Envolvida em divergências internas sobre o Brexit no seu partido e confrontada com o pulso firme de Bruxelas, a primeira-ministra britânica, Theresa May vai encontrar o presidente da França, Emmanuel Macron, nesta sexta-feira (3), no Fort de Brégançon, local reservado para as férias de chefes de Estado franceses e encontros diplomáticos.
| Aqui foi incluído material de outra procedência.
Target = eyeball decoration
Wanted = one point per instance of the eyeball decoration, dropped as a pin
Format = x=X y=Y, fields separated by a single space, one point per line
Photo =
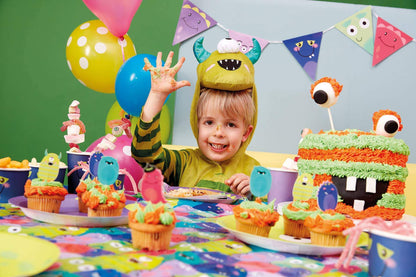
x=325 y=92
x=387 y=123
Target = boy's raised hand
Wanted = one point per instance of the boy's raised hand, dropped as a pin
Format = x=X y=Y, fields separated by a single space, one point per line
x=162 y=77
x=163 y=84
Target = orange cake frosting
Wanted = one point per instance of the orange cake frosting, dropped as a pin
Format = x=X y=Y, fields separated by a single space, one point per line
x=369 y=170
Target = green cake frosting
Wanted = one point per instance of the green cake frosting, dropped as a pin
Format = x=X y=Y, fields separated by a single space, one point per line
x=393 y=201
x=43 y=183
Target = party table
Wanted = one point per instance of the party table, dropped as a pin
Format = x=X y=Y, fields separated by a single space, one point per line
x=199 y=247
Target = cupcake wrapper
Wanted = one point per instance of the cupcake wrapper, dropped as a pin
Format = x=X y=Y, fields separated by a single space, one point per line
x=105 y=211
x=50 y=204
x=327 y=239
x=247 y=227
x=295 y=228
x=151 y=237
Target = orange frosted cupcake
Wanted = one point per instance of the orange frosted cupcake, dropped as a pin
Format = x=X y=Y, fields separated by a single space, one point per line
x=44 y=195
x=82 y=187
x=294 y=215
x=255 y=217
x=151 y=226
x=326 y=228
x=104 y=200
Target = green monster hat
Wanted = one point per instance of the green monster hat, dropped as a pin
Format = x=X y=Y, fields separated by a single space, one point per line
x=225 y=69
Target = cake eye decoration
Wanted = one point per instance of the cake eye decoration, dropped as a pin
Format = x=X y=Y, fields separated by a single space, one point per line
x=325 y=93
x=327 y=196
x=386 y=123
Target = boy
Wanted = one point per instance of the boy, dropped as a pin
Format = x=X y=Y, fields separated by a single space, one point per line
x=222 y=121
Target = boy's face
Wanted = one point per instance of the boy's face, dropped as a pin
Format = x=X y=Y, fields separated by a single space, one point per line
x=220 y=136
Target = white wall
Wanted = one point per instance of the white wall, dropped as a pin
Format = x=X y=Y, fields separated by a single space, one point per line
x=285 y=106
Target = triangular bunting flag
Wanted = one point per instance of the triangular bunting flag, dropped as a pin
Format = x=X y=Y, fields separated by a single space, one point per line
x=359 y=28
x=388 y=40
x=191 y=22
x=305 y=49
x=245 y=41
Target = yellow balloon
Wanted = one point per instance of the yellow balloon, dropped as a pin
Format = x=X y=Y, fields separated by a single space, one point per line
x=165 y=121
x=94 y=55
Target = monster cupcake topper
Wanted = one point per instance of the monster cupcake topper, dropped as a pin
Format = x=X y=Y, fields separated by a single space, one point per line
x=325 y=93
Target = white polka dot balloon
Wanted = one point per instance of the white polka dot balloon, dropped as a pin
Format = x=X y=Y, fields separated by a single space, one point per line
x=95 y=56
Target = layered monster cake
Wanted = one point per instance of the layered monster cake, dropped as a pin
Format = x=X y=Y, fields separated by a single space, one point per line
x=367 y=168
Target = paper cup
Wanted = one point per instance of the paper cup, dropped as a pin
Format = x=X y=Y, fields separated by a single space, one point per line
x=73 y=159
x=12 y=182
x=34 y=168
x=119 y=184
x=282 y=185
x=391 y=254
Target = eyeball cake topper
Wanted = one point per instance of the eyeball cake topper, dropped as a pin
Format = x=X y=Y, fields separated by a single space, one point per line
x=327 y=196
x=49 y=166
x=260 y=181
x=74 y=126
x=387 y=123
x=325 y=93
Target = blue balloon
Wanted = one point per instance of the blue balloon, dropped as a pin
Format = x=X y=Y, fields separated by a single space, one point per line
x=133 y=84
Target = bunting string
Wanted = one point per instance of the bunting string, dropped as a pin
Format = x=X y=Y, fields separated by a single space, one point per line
x=305 y=49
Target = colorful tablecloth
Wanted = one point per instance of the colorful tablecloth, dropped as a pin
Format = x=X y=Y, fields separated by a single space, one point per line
x=199 y=247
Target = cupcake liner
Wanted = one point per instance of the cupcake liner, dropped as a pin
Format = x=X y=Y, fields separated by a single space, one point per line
x=245 y=225
x=104 y=210
x=295 y=228
x=328 y=239
x=151 y=237
x=45 y=203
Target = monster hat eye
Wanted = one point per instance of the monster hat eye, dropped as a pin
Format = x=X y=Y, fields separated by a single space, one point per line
x=352 y=30
x=324 y=95
x=387 y=125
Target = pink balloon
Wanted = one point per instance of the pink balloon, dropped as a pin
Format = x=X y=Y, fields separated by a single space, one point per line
x=122 y=153
x=115 y=14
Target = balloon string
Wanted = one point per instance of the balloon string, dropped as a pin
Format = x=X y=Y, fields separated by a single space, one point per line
x=122 y=48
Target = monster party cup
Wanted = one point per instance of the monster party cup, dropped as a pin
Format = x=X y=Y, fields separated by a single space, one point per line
x=73 y=159
x=282 y=185
x=12 y=182
x=391 y=254
x=35 y=168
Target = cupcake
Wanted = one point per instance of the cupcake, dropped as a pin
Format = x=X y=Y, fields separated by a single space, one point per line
x=294 y=215
x=44 y=195
x=326 y=228
x=255 y=217
x=104 y=200
x=151 y=226
x=82 y=187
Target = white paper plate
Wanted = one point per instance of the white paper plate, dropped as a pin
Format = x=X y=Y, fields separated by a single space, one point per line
x=69 y=214
x=277 y=241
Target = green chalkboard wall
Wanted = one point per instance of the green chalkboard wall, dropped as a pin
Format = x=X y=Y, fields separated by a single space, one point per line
x=407 y=4
x=36 y=84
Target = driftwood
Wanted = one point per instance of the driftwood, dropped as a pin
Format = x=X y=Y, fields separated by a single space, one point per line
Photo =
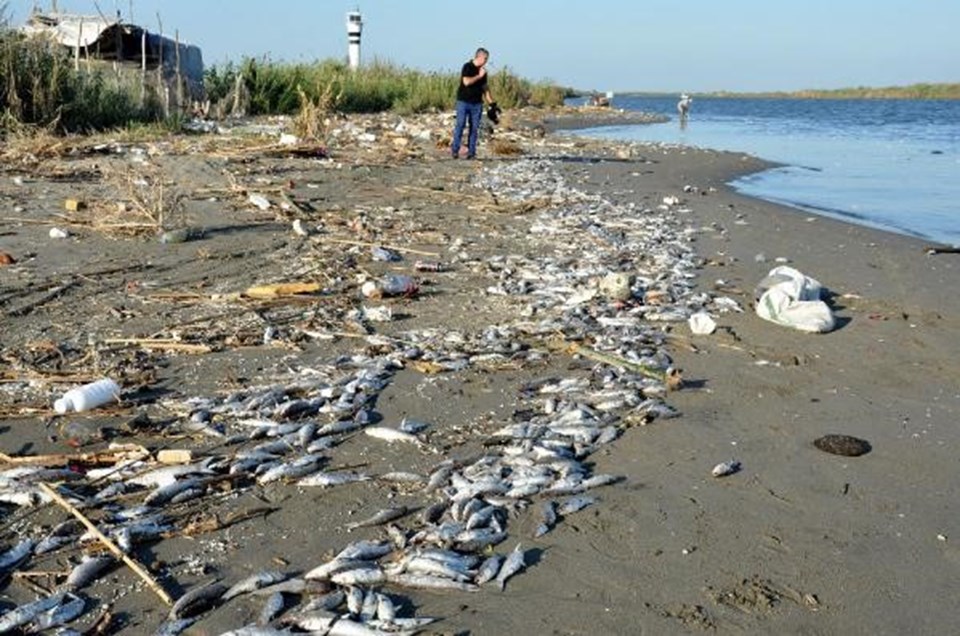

O jornal de direita Le Figaro destaca que a menos de um ano para saída definitiva do bloco, Theresa May busca o apoio das grandes capitais europeias para ajudar a encontrar um acordo sobre o Brexit. É neste cenário de ofensiva diplomática que ela irá encontrar o presidente francês em seu local de férias. Mas, segundo uma fonte do diário, próxima ao palácio do Eliseu, Macron não deve tomar iniciativas sem o aval de Michel Barnier, o negociador da União Europeia no processo do Brexit.

Em uma entrevista ao jornal, o novo ministro britânico da Assuntos Exteriores, Jeremy Hunt, alerta sobre os riscos de um Brexit “sem acordo”, que seria “um erro geoestratégico”. Ele prega por “uma estreita parceria com a Europa”, em prol de um Reino Unido que “se mantenha inserido da economia europeia”.

O problema é que, segundo o chefe da redação do Le Figaro, Arnaud de La Grange, até agora nada indica que essa solução sairá do papel. “A palavra de ordem era a ‘retomada do controle’. Mas, até agora, o Brexit dá mais a impressão de ser uma corrida maluca onde os dirigentes britânicos perderam o domínio do veículo. Theresa May, no volante, tem os ‘pró acordo’ puxando de um lado, e os ‘contra’, chamados de ‘hard brexiters’, puxando do outro. Com tanta trepidação, a primeira-ministra está o tempo todo à beira do precipício”, descreve, com imaginação, o jornalista.

Apelo

O título do jornal conservador Times, “O apelo de May a Macron sobre o Brexit”, mostra como a situação está pouco a pouco se tornando desesperadora para a britânica. A intenção de seduzir as grandes capitais da Europa mostra a estratégia da primeira-ministra: fazer com que Bruxelas seja influenciada pelos principais líderes europeus.

Para o chefe da diplomacia britânica, Jeremy Hunt, não é só o Reino Unido que sairia perdendo com a falta de um acordo. Arnaud de La Grange concorda e lembra que os mais felizes com uma saída turbulenta seriam Trump e Putin, dois eurocéticos assumidos.

O diário lembra, no entanto, que a bola está agora no campo dos ingleses. Antes de um passo europeu, é preciso que os britânicos resolvam suas contradições. “Eles precisarão provar que, além de serem ótimos demolidores, possuem talentos na reconstrução. O que não é evidente”, concluiu La Grange.